Rekomendowane odpowiedzi

Napisano

Witajcie,

prosze o traktowanie tematu z przymruzeniem oka.Postawmy sprawe jasno, na rowerze sie nie jezdzi tylko lansuje,przychodzi niedziela,wciskamy sie w rowerowe gatki,kask na glowe,rekawiczki na rece i jak Bullit mkniemy przez miasto...rower juz nie ten teges....wszyscy patrza z politowaniem...no tak rama stalowa stare v-brake...kola osemki...trzeba kupic nowy rower.....

i tu zaczyna clue wszystkich tematow z cyklu "Ktory najlepszy"....

potrzeba rower do lansu....z zarabista naklejka...oczoj.....na....kolor lady gaga....

tyle marek na rynku,Romet,Unibike,Northtec,Kross,Univega,Jamis,Merida,Kands,Kellys,Specialized...ufff

wiec czy zawsze placimy tylko na naklejke???

pozdrawiam Rafal

Napisano

Witajcie,

prosze o traktowanie tematu z przymruzeniem oka.Postawmy sprawe jasno, na rowerze sie nie jezdzi tylko lansuje,przychodzi niedziela,wciskamy sie w rowerowe gatki,kask na glowe,rekawiczki na rece i jak Bullit mkniemy przez miasto...rower juz nie ten teges....wszyscy patrza z politowaniem...no tak rama stalowa stare v-brake...kola osemki...trzeba kupic nowy rower.....

i tu zaczyna clue wszystkich tematow z cyklu "Ktory najlepszy"....

potrzeba rower do lansu....z zarabista naklejka...oczoj.....na....kolor lady gaga....

tyle marek na rynku,Romet,Unibike,Northtec,Kross,Univega,Jamis,Merida,Kands,Kellys,Specialized...ufff

wiec czy zawsze placimy tylko na naklejke???

pozdrawiam Rafal

 

 

Zakupiłem tydzień temu Cube Aim Disc 26. Rowerek zaibi. Szaro - czerwone malowanie, napis Cube biegnący przez całą ramę, a do tego wszystkie hamulce tarczowe hydrauliczne. Wszyscy patrząc na mój sprzęcior zastanawiają się ile taki kosztuje, a tak naprawdę niewiele ponad 2 tysiące.

Napisano

Temat jest naprawdę tragiczny, zaraz każdy zacznie wypisywać swoją propozycję i zrobi się śmietnik. Wątpię by ktokolwiek zorientowany w temacie oglądał się za seryjnym rowerem ze średniej półki, a osobie nieznającej się to może zaimponować choćby makrokesz.

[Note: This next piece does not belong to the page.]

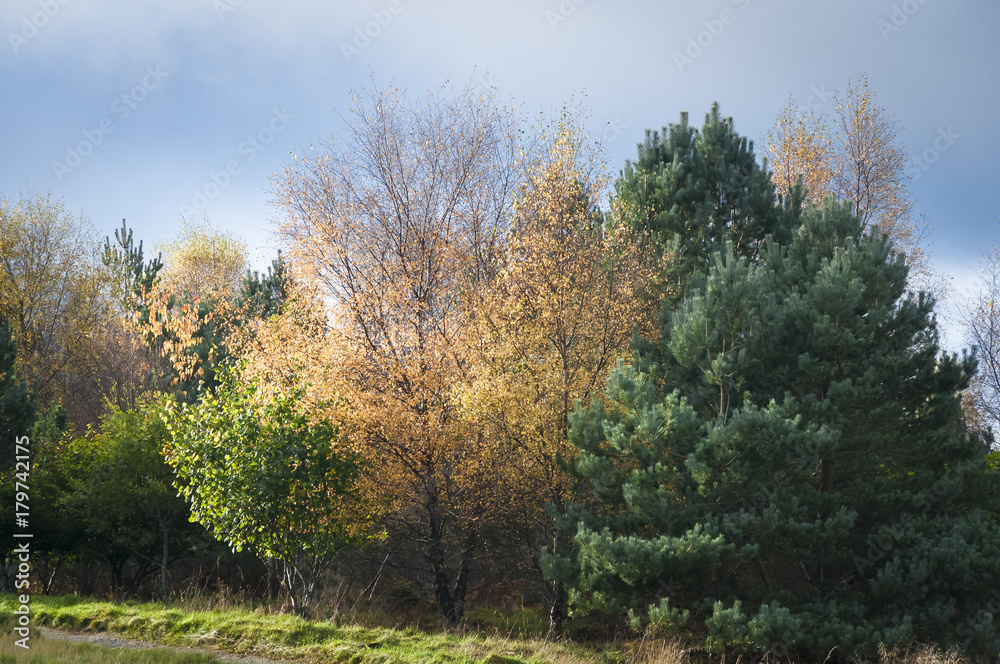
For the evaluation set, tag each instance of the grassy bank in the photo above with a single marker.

P.S. Jeśli dalsze posty będą przypominały ten powyższy, to nie wróżę tematowi długiej kariery...

Napisano

Do lansu? Którykolwiek z rowerów wymienionych w tym temacie: KLIK.

 

No chyba, że targetem lansu są niedzielni rowerzyści - wtedy jakiś agresywnie pomalowany 29er z gigantycznymi tarczami i wielkimi klockami na oponach, żeby huczał jak nadjeżdżasz, najlepiej z wielką naklejką znanej zagranicznej marki.

Napisano

Myślę że jak dla lansu to powinieneś obkleić się jak największą ilością odblasków i założyć światełka choinkowe na dynamo. Do tego gwiazda Merca na kask i będzie full wypas.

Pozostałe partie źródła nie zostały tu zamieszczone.